Auf die „Moderne Altersmedizin und Menschenwürde im hohen Alter“ ging der Frankfurter Mediziner Rupert Püllen ein. Die demographische Entwicklung vollziehe sich nicht nur in Europa, sondern auch in Staaten wie Brasilien und Indien. Eine Entwicklung, die in Deutschland 100 Jahre gedauert habe, geschehe in anderen Ländern binnen einer Generation.
„Überalterung“ bezeichnete der Mediziner als Unwort. Die höhere Lebenserwartung sei auch ein Ergebnis großer Fortschritte der Medizin. In seiner Klinik würde das Personal nicht nur schauen, was ein Patient habe, sondern auch, was er könne. „Alte Menschen leisten wertvolle Beiträge. Sowohl Einzelpersonen, die die Gesellschaft gestalten, als auch Gruppen, die der Gesellschaft ökonomisch dienen.“
Patienten fragen, statt ihnen etwas überzustülpen
Püllen verwies auf eine britische Studie. Diese habe herausgefunden, dass Ältere durch ihre Steuern, Konsumausgaben und Freiwilligen-Dienste einen riesigen Beitrag für die Allgemeinheit leisten. Die Würde des Menschen bezeichnete er als unabhängig von Leistungen und vom Lebensalter. Sie sei in der Begegnung von Mensch zu Mensch erfahrbar. „Jeder merkt es an der eigenen Reaktion im Umgang mit anderen.“
Alte Menschen seien kein kostspieliger Luxus. Ein würdiger Umgang mit ihnen verhindere medizinische Probleme und verbessere medizinische Ergebnisse, wo Medikamente nicht greifen würden. „Wir neigen dazu, dem Patienten etwas überzustülpen, statt ihn zu fragen, was er möchte. Natürlich darf daraus kein Selbstbedienungsladen entstehen, aber der Patient darf eigene Prioritäten für den medizinischen Umgang benennen“.

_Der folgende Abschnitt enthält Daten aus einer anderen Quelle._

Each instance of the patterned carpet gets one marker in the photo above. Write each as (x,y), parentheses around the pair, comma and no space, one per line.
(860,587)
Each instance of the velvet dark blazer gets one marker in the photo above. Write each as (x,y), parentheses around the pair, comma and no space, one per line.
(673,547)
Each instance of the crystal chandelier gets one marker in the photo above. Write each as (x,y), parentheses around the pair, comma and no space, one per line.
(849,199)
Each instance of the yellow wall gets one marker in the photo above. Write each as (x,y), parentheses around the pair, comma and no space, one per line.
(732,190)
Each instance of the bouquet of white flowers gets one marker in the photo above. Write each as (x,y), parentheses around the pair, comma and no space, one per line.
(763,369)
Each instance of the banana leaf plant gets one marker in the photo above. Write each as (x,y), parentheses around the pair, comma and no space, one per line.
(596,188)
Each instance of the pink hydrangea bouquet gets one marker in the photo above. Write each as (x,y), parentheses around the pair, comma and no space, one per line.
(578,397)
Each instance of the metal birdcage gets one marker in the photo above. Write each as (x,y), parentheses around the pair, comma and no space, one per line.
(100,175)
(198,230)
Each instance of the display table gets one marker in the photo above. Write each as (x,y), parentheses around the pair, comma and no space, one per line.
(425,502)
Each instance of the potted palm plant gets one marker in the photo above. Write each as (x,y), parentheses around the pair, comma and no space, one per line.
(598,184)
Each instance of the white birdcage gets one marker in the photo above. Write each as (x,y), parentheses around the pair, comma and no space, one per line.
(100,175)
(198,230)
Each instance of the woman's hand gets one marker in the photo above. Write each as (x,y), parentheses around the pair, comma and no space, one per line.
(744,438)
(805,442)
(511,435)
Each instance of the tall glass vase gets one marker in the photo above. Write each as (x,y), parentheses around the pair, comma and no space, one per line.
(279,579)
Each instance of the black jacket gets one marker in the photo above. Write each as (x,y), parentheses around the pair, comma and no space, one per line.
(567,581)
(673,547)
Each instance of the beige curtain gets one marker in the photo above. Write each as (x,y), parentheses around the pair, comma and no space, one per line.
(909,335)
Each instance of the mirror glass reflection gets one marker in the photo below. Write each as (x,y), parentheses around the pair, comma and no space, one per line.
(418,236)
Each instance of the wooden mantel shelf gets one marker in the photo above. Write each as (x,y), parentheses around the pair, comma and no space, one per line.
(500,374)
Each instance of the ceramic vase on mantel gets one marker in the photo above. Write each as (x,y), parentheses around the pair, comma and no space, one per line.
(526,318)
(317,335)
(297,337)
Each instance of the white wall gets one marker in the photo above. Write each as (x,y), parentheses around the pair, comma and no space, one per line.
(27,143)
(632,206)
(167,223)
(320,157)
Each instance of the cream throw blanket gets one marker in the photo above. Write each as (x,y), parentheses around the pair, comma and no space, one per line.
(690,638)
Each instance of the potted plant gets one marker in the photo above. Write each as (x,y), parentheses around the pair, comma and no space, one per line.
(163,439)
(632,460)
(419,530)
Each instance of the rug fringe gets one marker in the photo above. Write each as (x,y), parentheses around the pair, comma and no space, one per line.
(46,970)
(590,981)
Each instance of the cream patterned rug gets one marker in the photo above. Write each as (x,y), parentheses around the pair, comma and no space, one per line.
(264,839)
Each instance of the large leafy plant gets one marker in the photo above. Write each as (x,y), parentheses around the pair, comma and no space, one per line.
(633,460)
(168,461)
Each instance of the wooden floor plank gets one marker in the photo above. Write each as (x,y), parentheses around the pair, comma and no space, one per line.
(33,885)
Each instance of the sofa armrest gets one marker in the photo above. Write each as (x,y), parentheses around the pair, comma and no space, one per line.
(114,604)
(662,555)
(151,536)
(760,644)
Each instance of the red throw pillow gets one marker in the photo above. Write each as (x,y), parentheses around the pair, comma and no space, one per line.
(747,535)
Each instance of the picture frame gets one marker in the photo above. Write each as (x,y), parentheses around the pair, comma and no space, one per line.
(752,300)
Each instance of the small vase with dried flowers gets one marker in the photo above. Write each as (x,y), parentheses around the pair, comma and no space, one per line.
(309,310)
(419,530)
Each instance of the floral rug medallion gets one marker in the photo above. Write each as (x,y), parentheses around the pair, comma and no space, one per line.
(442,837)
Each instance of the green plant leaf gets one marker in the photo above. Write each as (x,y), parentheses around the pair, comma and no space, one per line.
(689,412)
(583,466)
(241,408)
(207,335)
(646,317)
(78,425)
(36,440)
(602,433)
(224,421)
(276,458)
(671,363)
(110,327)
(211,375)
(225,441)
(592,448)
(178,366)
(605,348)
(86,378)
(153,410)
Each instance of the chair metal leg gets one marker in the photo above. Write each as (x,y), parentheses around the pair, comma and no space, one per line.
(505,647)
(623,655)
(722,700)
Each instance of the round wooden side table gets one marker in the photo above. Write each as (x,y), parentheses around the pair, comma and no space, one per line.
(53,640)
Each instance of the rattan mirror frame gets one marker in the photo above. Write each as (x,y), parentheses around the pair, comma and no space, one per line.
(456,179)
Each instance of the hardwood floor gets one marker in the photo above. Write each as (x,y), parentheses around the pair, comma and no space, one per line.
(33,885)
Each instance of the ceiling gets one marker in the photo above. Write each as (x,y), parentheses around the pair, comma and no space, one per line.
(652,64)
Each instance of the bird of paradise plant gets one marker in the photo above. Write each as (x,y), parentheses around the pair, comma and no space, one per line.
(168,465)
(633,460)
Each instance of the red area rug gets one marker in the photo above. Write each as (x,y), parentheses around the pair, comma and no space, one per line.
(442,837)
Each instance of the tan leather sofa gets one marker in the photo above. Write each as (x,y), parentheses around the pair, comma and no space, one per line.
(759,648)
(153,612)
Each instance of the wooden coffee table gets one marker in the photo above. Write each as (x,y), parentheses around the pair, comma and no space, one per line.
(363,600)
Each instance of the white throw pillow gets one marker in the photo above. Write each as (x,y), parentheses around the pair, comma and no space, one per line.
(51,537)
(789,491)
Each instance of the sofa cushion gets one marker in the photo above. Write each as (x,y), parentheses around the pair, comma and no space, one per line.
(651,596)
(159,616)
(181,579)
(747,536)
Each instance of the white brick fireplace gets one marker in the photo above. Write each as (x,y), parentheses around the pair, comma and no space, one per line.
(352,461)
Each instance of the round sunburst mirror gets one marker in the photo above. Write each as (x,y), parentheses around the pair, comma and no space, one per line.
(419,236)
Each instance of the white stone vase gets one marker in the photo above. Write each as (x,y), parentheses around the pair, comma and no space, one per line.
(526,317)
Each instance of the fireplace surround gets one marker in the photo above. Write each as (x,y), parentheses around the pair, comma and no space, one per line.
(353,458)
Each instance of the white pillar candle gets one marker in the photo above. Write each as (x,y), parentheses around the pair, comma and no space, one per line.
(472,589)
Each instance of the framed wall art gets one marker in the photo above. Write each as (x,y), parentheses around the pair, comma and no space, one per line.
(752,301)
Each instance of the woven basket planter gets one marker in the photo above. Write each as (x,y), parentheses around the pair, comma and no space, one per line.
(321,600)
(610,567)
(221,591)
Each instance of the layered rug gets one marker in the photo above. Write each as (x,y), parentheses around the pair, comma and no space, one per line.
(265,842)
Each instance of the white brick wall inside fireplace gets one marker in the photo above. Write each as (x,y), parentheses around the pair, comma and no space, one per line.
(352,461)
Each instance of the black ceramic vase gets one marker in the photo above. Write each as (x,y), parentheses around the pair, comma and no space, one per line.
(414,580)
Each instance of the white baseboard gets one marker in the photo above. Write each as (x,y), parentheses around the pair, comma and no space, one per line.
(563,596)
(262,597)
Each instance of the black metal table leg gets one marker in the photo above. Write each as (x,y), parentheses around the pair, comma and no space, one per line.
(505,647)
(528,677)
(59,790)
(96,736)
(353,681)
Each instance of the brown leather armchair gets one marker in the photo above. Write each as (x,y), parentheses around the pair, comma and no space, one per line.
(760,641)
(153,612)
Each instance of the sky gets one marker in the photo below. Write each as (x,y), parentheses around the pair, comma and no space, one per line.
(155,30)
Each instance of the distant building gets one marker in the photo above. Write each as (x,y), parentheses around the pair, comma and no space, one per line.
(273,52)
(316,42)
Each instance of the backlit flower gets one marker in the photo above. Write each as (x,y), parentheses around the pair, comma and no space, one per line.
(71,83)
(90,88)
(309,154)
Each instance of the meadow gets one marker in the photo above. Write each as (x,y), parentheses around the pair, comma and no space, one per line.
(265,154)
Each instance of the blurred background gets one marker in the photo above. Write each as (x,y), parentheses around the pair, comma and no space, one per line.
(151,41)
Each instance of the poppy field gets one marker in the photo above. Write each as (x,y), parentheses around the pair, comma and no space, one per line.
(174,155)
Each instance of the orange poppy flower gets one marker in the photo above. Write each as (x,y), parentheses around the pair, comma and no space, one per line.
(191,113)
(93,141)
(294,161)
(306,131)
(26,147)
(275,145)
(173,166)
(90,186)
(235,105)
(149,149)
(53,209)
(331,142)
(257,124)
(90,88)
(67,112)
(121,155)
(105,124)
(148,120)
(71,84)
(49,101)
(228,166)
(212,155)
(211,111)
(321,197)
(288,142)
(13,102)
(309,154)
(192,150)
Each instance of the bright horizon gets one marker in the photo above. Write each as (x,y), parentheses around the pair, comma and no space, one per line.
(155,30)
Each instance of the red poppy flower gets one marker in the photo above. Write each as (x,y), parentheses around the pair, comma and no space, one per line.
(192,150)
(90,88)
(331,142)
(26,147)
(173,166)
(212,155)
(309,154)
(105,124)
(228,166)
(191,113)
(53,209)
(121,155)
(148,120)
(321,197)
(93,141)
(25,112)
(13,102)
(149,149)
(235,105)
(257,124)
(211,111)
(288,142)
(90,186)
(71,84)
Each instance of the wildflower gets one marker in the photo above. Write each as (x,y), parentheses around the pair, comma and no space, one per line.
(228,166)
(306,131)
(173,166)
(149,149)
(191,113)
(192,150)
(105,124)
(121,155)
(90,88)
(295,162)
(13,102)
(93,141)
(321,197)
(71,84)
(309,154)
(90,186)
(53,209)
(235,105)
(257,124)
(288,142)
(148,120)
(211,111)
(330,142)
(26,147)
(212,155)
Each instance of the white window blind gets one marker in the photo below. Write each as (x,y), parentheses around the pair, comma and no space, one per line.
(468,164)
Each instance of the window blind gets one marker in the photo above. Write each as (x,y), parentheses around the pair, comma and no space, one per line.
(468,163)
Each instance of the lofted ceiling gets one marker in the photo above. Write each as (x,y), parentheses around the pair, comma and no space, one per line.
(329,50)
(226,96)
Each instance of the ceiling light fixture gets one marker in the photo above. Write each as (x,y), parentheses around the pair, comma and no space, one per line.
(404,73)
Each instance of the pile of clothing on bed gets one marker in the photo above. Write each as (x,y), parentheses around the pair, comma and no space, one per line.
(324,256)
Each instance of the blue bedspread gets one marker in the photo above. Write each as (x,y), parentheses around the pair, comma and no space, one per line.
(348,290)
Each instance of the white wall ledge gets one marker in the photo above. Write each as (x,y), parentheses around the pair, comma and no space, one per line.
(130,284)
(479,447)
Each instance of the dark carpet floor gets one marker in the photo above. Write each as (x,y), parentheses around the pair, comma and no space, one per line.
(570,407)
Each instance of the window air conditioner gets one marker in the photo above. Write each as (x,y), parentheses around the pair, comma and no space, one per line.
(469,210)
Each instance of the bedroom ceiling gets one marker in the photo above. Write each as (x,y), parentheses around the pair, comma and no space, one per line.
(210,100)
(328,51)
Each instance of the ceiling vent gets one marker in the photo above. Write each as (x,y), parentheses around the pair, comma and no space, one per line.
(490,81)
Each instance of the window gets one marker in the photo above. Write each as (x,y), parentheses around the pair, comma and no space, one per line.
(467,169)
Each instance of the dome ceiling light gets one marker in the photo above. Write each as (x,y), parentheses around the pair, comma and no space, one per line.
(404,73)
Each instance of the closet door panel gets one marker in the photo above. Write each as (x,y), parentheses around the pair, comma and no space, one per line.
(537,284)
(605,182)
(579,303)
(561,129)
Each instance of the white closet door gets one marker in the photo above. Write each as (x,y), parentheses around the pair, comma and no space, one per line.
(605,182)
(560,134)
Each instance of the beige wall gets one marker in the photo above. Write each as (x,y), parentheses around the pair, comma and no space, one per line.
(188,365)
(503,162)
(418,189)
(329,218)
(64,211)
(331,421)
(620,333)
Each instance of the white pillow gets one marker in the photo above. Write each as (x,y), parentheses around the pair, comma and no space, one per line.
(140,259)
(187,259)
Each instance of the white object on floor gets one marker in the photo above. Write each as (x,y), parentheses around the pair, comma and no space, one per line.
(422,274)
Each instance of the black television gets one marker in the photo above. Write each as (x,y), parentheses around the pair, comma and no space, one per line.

Gegenpol zur ökonomisierten Sichtweise
Über die Sorgekultur und den Rahmen für eine gute Pflege älterer Menschen referierte Professor Anita Hausen. Beim Bemühen um das Wohlergehen anderer könnten professionelle Versorgungsangebote wesentliche Unterstützung leisten. Hausen lenkte den Fokus auch auf die Pflegenden: „Einer Berufsgruppe, der es selbst nicht gut geht, kann sich schwer um andere kümmern.“
Sorgekultur könne auch ein Gegenpol zur ökonomisierten Sichtweise auf Versorgung sein. Hier müsse die Politik dabei helfen, Rahmenbedingungen für eine faire Gestaltung zu schaffen. „Generell muss der Beruf wieder an Ansehen gewinnen, um zukünftige Generationen wieder für den Beruf zu gewinnen.“
Der Präsident der Diakonie Deutschland, Ulrich Lilie, ging darauf ein, wie es gelingen kann, Würde und Selbstbestimmung zu sichern. Dabei warf er auch einen Blick auf die blinden Flecken in der Begleitung und Betreuung älterer Menschen. „Alt werden ist nichts für Feiglinge und für Einzelkämpfer. Jeder muss sich fragen, wie er selbst alt werden möchte“, erklärte Lilie. Er machte deutlich, dass „es aktuell die reichsten Alten sind, die wir je hatten“.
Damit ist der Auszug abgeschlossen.